Books and the truth in words can unite us

From the editor-

 

September 22, 2021



For those who read books, you know that a good book can help immensely, to make you smile, laugh, wonder, learn, improve your mood, challenge you and, yes, make you cry. Books can be the elixir to lighten a load and soothe the soul. Books help us see how big and wonderful and complex our world and universe is and how people – you – are both the same and different from other individuals, how small and insignificant humans are and how significant each of us is.

Books are the key to tomorrow, however well or ill our actions may be based on what we read.

There are better books and worse books and even bad books, but in no public space can there be banned books. Here in the United States, where part of the Constitution’s First Amendment states “Congress shall make no law … abridging the freedom of speech, or of the press” no local government, including school and library districts, can ban books from their collections.

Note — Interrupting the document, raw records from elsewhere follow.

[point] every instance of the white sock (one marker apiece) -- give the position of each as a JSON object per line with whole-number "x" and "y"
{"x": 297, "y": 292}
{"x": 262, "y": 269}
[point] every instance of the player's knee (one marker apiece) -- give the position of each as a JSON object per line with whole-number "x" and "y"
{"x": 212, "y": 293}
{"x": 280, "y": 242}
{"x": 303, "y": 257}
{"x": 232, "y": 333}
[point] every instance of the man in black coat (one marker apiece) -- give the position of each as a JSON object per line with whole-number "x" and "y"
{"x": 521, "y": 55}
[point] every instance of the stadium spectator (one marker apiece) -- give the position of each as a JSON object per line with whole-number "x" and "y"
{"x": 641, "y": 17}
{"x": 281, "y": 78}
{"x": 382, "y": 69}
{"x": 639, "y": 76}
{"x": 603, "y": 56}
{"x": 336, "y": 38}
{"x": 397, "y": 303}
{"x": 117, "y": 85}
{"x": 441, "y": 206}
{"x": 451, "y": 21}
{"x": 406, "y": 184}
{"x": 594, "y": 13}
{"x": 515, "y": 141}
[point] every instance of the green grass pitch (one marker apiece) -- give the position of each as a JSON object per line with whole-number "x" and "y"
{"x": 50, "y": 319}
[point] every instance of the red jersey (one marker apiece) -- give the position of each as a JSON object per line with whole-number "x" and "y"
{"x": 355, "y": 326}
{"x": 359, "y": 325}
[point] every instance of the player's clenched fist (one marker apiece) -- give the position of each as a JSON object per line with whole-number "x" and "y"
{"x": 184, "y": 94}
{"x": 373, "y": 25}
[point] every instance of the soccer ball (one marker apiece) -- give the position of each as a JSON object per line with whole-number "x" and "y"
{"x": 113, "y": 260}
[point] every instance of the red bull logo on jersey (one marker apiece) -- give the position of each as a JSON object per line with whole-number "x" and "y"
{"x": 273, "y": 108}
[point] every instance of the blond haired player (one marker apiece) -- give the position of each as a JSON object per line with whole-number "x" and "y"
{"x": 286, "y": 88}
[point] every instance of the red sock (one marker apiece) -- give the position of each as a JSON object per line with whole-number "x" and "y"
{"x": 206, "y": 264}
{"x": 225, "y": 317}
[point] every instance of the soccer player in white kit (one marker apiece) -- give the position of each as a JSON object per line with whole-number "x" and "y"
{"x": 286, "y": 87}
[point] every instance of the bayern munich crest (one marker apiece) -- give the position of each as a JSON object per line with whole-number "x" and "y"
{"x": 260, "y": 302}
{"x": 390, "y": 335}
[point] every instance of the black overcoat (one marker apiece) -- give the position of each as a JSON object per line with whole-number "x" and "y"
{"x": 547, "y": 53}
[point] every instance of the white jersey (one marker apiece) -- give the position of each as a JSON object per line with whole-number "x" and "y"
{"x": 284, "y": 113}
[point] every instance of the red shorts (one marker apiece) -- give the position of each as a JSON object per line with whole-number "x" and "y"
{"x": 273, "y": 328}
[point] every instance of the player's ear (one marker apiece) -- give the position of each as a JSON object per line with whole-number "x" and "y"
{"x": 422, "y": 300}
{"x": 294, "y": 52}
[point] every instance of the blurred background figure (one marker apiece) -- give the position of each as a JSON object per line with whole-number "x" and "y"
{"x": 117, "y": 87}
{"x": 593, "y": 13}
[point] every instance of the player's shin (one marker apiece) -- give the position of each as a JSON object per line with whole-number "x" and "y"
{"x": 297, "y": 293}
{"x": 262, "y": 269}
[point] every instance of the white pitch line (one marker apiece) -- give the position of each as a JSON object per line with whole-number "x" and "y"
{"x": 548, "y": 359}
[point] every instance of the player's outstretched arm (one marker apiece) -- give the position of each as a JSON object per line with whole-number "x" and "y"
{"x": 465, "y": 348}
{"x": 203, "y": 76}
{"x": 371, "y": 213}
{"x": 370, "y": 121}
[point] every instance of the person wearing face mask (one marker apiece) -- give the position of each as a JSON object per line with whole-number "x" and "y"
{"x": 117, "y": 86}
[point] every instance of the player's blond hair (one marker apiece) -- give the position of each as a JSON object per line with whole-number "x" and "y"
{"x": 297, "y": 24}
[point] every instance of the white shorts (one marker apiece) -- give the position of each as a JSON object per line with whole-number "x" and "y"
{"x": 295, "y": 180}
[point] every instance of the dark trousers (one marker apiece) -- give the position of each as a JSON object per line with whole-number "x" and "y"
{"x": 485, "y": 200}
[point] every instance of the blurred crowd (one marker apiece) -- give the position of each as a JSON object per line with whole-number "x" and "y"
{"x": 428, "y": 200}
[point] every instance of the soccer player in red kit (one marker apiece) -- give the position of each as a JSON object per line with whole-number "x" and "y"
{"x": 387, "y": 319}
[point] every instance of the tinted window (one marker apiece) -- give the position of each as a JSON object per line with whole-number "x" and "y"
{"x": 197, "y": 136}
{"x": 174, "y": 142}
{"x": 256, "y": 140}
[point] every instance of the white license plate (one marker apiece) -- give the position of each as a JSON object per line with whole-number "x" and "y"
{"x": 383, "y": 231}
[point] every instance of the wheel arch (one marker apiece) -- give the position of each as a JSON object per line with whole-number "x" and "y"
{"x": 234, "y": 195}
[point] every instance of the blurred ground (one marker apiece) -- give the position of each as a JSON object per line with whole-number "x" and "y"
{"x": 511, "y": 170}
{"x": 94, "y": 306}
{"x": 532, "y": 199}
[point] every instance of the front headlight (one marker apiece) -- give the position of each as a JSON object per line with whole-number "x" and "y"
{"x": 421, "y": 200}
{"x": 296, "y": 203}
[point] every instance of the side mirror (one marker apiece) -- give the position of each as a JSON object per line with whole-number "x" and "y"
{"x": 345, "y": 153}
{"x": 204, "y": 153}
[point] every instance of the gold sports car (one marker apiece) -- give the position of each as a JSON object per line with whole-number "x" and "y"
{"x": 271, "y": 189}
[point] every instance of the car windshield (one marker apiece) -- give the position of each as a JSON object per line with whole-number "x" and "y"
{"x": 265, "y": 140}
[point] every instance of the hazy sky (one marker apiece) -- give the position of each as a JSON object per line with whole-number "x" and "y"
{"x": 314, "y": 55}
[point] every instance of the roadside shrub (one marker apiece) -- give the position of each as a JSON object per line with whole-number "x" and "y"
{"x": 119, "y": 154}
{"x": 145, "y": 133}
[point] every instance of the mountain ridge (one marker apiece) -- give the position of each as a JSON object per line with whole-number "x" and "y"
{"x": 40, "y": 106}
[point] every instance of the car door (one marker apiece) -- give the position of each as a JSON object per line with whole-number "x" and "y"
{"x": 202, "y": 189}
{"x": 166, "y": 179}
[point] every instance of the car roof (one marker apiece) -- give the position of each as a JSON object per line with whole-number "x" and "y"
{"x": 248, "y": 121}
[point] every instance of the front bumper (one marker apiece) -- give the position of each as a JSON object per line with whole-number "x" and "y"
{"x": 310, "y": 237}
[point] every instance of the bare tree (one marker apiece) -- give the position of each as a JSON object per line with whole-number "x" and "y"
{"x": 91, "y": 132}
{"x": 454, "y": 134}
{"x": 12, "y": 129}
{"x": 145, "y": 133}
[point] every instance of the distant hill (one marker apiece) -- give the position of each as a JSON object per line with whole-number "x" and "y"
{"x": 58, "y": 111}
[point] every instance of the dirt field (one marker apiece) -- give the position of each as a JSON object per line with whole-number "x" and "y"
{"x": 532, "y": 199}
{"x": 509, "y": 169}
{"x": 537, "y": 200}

However cautious and limited parents choose to be with their children’s learning in the privacy of their own home, those restrictions cannot extend into the public square or be imposed on the community.

Banned Books Week starts this Sunday, Sept. 26. Its theme, “Books Unite Us, Censorship Divides Us,” is especially appropriate and timely. Our sadly divided nation’s huge gap is made worse by neighboring citizens choosing different realities about the coronavirus pandemic. If we are able to unite around books about science and public health responses to pandemics, fewer people would end up in emergency rooms and ICU wards. If we allow books to unite us, metaphorical temperatures between those of differing views will come down.

That possibility exists every moment. Each of us has the power to bring it into reality.

How fitting that this year’s Banned Books Week coincided with – finally – the physical start of the new La Conner Swinomish Regional Library. More than a channel separates the La Conner and Swinomish populations. The financial gifts of the Swinomish Indian Tribal Community have made the construction of the new library possible. Now, the library staff, board, members and friends must continually and actively reach out to engage and encourage Swinomish members to use the library and make it their own.

Banned Books Week ends Oct. 2 this year. Here in greater La Conner, let us work so there is no end date to the theme “Books Unite Us.”

We have the opportunity to make that true across the Swinomish Channel first and use that as a model to share words, literacy, empathy and the excitement of exploration and learning however far our reach extends.